1. If training is the problem, it is not the solution. Training is a solution to a problem; it is not the problem. As Bob Mager
writes in “What Every Manager Should Know about Training,” when you have a headache, it’s a headache. It’s not an
aspirin problem. While it might seem Mr. Mager is dealing in semantics, bad training decisions result in bad training.
2. If training is the first consideration to solving a problem, it will not solve the problem. This is usually a knee-jerk reflex to a
crisis and the choking death of Staten Islander Eric Garner by a NYPD officer is a perfect example. Although chokeholds
have been a violation of NYPD policy for a number of years, the Department received more than $44 million to train their
personnel to not use chokeholds. The three hours of lecture were poorly received.
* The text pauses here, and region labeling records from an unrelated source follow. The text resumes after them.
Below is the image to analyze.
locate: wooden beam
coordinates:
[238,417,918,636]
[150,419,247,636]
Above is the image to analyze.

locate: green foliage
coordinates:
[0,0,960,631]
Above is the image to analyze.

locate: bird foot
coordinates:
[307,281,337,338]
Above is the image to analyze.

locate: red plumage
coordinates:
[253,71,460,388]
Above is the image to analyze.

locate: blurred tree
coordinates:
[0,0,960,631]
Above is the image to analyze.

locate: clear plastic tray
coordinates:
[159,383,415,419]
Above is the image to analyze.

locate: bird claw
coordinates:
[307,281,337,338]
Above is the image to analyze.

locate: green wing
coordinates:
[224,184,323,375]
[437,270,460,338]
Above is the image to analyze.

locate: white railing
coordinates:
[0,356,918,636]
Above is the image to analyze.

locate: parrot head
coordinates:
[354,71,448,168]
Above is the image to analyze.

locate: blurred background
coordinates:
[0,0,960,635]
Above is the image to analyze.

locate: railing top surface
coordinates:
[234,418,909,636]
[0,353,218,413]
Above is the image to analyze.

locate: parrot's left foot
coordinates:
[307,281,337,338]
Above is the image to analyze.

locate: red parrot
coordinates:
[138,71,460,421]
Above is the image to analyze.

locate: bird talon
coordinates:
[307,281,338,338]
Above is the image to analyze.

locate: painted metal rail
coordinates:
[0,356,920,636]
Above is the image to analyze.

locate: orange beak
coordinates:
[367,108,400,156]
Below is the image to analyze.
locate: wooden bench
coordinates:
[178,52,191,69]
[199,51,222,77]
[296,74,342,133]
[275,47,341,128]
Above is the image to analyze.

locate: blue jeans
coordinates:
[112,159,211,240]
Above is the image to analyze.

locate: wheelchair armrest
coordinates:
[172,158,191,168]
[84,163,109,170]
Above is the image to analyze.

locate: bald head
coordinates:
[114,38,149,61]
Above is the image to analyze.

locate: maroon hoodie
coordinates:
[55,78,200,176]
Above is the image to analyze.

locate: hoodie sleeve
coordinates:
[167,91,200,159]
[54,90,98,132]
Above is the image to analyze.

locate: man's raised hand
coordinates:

3. Most “training problems” are management or communication problems that do not require training. Training is a process
not an end result. That process is supposed to continue in the form of coaching, mentoring, practice and feedback on the
job. That is where management must assume responsibility for their employees’ career growth. Only inept or lazy
managers blame training; it is one less thing they will then have to take responsibility for.
4. Training should be your last alternative to a solution. If you go to the doctor for that headache, she is likely to tell you to
“take two aspirin and call me in the morning.” She isn’t going to schedule you for brain surgery the following Tuesday.
Training should be the last solution to a problem, never the first because it is the most costly solution. Providing
resources, job aids, feedback, practice, one-on-one, and removing obstacles to performance will be far cheaper and more
effective. In training, each participant is being paid while being non-productive. It’s the same as being sick. The
Department is paying you and getting nothing in return. Multiply that by the number of participants and the number of
training days, and you have racked up quite an expense.
5. If management does not wholeheartedly support the training, it will be ineffective. Sometimes participants seem to have
noses like canines. If they get a whiff that managers do not support the training, they will attach the same value to it,
unless they find there is something in it for them. Otherwise, you can count on a huge level of apathy.